At the 2021 census, Nădlac had a population of 6,713. At the 2011 census, the town had 7,398 inhabitants; of those, 47.26% were Romanians, 43.85% Slovaks, 5.1% Romani, 2.37% Hungarians, and 1.75% other or undeclared nationalities.

==History==
Archaeological excavations have brought to the surface traces of existence of the Dacian-Romans. During medieval times, Nădlac, a castle with wooden and soil fortification, was invaded by the Mongols, was held by János Hunyadi, and was donated to the commanding officers György István and Dmitar Jakšić who laid the foundation of a new fortification. It was also ravaged several times by the Ottoman Turks, and was razed to the ground by the rebels led by György Dózsa. It was, however, rebuilt every time. In 1685 the town was conquered by the Austrian royal army and was integrated in the border disposition of the Mureș valley.
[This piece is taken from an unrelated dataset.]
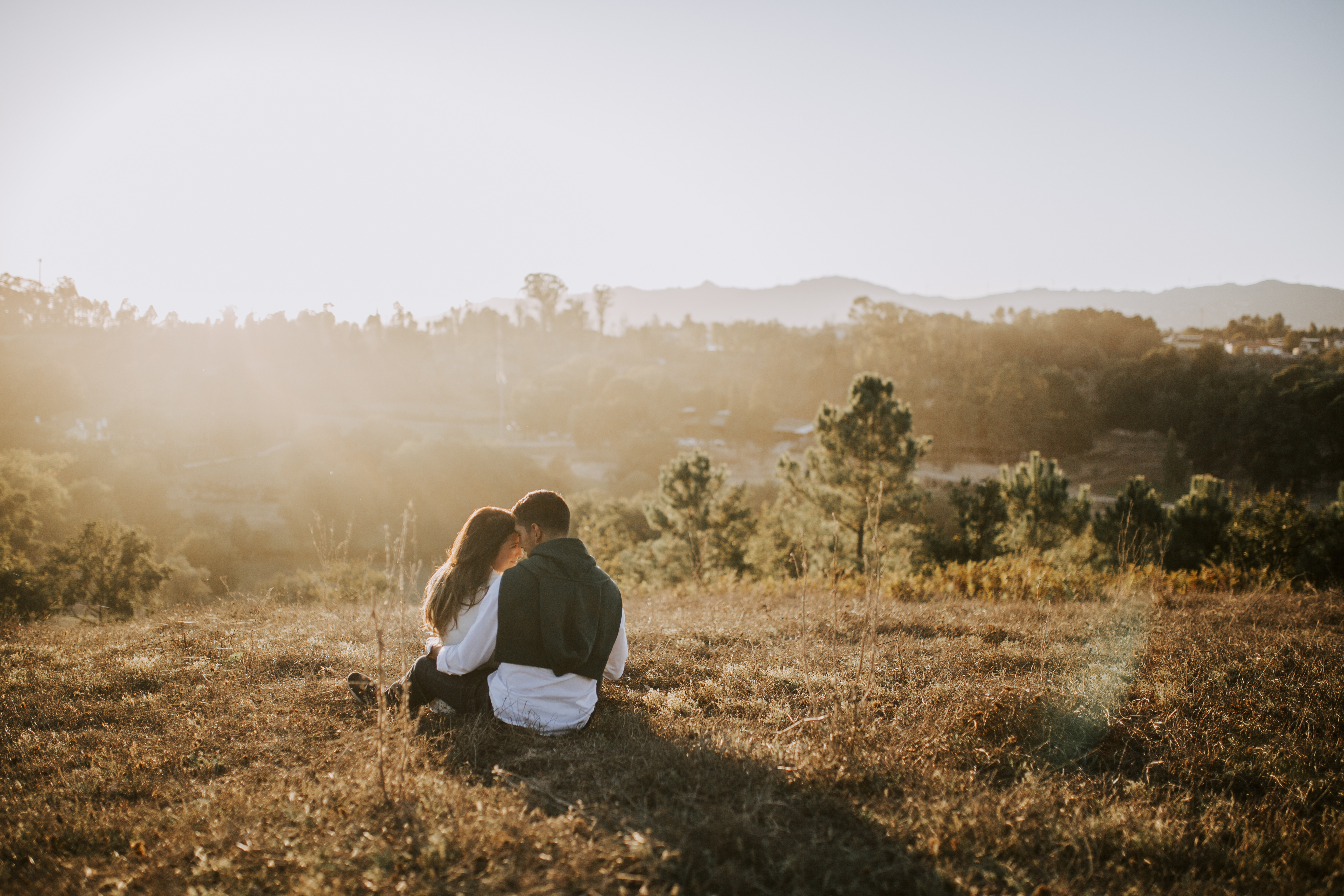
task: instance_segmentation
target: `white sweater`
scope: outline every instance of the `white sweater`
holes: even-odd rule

One of the most important moments in the history of Nădlac took place in the early 19th century, when the colonization process of the Slovaks started. This nationality has contributed to a great extent to the development of the settlement.

==Tourist attractions==
Among the town's tourist sights are the Saint Nicholas Church and the Slovak Lutheran church. There is also a park called "Lunca Mureșului."